韓顏雅看他這副像是死人般的樣子,心頭像是被無數道利刃刮著,劃出一道道淋漓的傷痕,鮮血順著傷痕的脈絡滑落下來。

“穆北言,你何必呢,不過一個蘇瑾涼而已。”

她根本想不到,穆北言會對蘇瑾涼的感情這麼深。

她當時以為穆北言這麼薄情寡義,再加上對自己也還有舊情,對於蘇瑾涼這個才認識了幾個月的人,肯定做不到什麼喜歡。

可是看到穆北言現在的模樣,她相信了。

信得徹底。

在穆北言的心底,蘇瑾涼的位置遠遠的超過了她,有過之而無不及。

這個事實讓她的心一陣發酸。

見面前的男人仍然沒有反應,韓顏雅小心翼翼的從他的指縫中抽出煙,將煙掐滅以後,她扔到了一旁,伸出手抱住了他的手臂。

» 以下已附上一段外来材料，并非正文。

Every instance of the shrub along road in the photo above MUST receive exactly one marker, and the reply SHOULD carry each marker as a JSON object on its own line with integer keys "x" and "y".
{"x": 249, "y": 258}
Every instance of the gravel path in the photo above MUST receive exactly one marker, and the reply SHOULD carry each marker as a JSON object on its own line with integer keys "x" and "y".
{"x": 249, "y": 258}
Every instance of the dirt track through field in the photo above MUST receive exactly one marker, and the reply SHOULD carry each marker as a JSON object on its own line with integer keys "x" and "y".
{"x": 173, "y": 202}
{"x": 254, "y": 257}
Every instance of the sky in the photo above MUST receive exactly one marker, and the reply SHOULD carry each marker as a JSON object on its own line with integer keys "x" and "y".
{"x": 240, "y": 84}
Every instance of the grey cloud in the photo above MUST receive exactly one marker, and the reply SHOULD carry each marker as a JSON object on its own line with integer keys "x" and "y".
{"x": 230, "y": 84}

“穆北言,你忘了她,我們重新開始好不好,不過一個蘇瑾涼罷了,她已經走了,而我可以一直陪著你……”

她的聲音很輕很緩很柔,似乎是害怕吵醒了旁邊的男人。

她的話像是一劑醒神針,讓穆北言的意識一點點的甦醒。

他徹底的睜開墨眸,看到韓顏雅依偎在他的肩膀上,一絲厭惡和牴觸湧上了心頭。

“韓顏雅,放開。”

他的聲調比起剛剛來看一個天差地別,讓韓顏雅都心中不禁生出了畏懼感。

在男人的灼灼眼神下,她終是不捨的放開了被她抱著的那只手臂。

“北言,我——”

她的話還沒有說完,就被穆北言一個眼神打斷了。